Institutos que configuram uma cedência do direito continental (civil law) ao direito do common law, onde tem grande tradição a procura da resolução dos conflitos utilizando para isso instrumentos de grande abertura e pragmatismo, em detrimento de um excessivo formalismo que enforma o direto continental o que o impede, amiúde, de encontrar a justa composição material dos litígios bastando-se com decisões apenas formalmente justas (Em Inglaterra a Rule 1.1 (c)e (d) do Code of Procedural Rules e, nos EUA, o § 473º (a) (1) do Title 28 USC).
A adequação formal visa, em suma, a realização da justiça em prazo razoável, cumprindo o comando constitucional do artigo 20.º, mas mediante um procedimento equitativo, que garanta também a efetivação dos princípios da segurança jurídica, da aquisição processual dos factos e do dispositivo – neste sentido, Rui Pinto, CPC Anotado, Vol. II, 2018, pág. 12 a 19 e Ferreira de Almeida, in Direito Processual Civil, Vol. I, 219, pág. 88.
Como escreveu Cardona Ferreira no Ac. STJ de 18-11-1997, Procº 97A726 relativamente ao artigo 265.º-A do anterior CPC, onde se previa o mesmo princípio, “o princípio da adequação formal deve ser aplicado casuisticamente e com cuidado, sob pena de indisciplina e de insegurança”.
Argumenta a recorrente que, no caso dos autos, deveria o tribunal a quo convolar a injunção para ação declarativa comum, ou convidar as partes ao aperfeiçoamento com vista a permitir uma solução justa do litígio evitando-se a instauração de outra ação, pelo que foi violado o que dispõe o artigo 547.º do CPC.
Nesta sede, o tribunal a quo ponderou o prazo de defesa de 15 dias no processo declarativo especial e o de 30 dias no processo comum, concluindo que a forma processual escolhida pela autora é insuscetível de sanação porquanto a forma escolhida implicou sensível diminuição dos meios de defesa da Ré considerando o prazo de contestação inferior àquele que se prevê no processo comum.
O que equivale por dizer que, a convolação do processo especial para processo declarativo comum, redundaria numa clara diminuição do prazo para a defesa do Réu, o que não garantiria a efetivação do princípio do processo equitativo e da necessária segurança jurídica, mediante os quais o tribunal está obrigado a garantir às partes um estatuto de igualdade substancial no uso de meios de defesa, como o preconiza também o artigo 4.º do CPC.

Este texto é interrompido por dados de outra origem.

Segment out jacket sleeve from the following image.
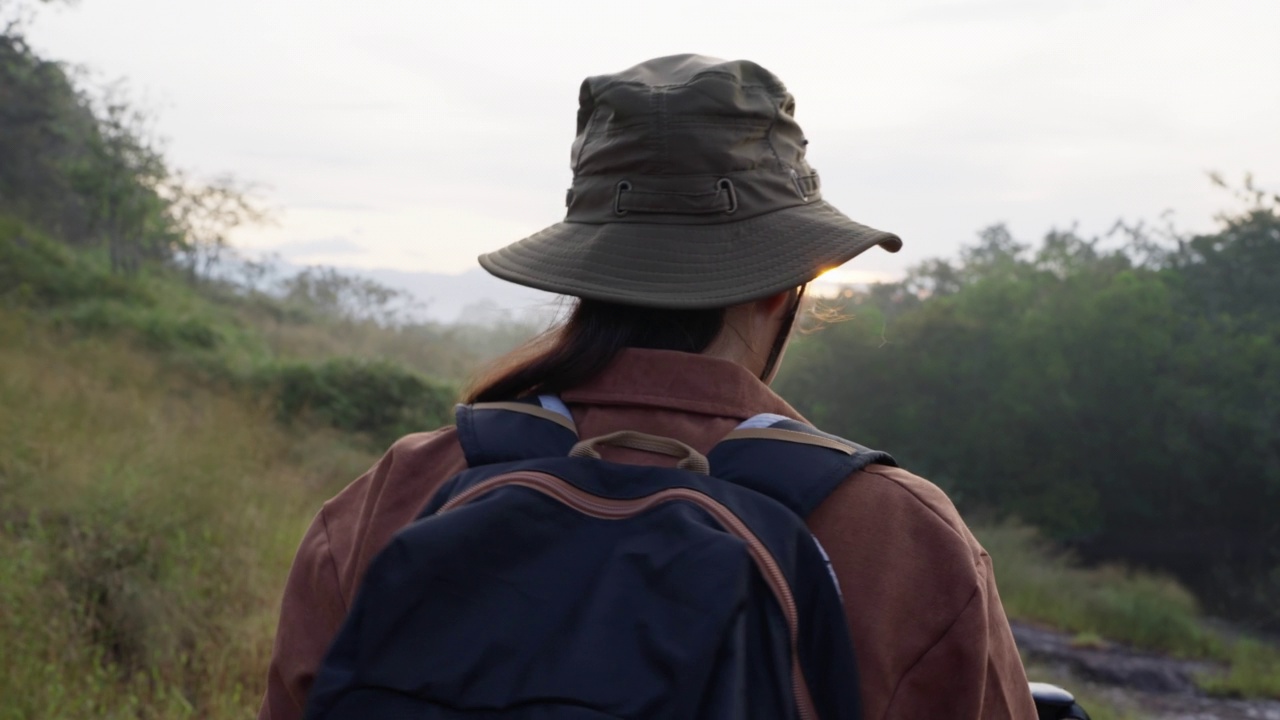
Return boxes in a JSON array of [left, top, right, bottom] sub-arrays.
[[884, 545, 1036, 720], [257, 510, 347, 720]]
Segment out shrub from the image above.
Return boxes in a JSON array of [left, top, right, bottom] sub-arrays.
[[266, 357, 454, 442]]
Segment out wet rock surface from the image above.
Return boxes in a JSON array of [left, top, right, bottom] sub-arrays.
[[1012, 623, 1280, 720]]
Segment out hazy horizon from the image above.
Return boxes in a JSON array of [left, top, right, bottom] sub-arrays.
[[20, 0, 1280, 281]]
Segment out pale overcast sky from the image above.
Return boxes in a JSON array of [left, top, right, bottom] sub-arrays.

Tudo porque o princípio da adequação formal não vive sozinho no mundo processual, para operar tem que ser integrado sistematicamente com outros princípios de igual ou superior valia, cedendo quando estes se sobreponham, como é o caso dos autos.
No mesmo sentido, cfr. Ac. TRC de 14-10-2014, Carvalho Martins, Procº 507/10.1T2AVR-C.C1:
1.- O principio da adequação formal, consagrado no art. 547.º CPC, não transforma o juiz em legislador, ou seja, o ritualismo processual não é apenas aplicável quando aquele não decida, a seu belo prazer, adaptar o conteúdo e a forma dos atos processuais, sob a invocação de, desse modo, assegurar um processo equitativo.2.- Os juízes continuam obrigados a julgar segundo a lei vigente e a respeitar os juízos de valor legais, mesmo quando se trate de resolver hipóteses não especialmente previstas (art. 4.º-2 da Lei n.º 21/85, de 30-7), e, daí, que o poder-dever que lhes confere o preceito em causa deva ser usado tão somente quando o modelo legal se mostre de todo inadequado às especificidades da causa, e, em decorrência, colida frontalmente com o atingir de um processo equitativo. Trata-se de uma válvula de escape, e não de um instrumento de utilização corrente, sob pena de subverter os princípios essenciais da certeza e da segurança jurídica.
Assim sendo, bem andou o tribunal a quo ao não convolar o processo, o que significa que improcede a apelação na sua totalidade."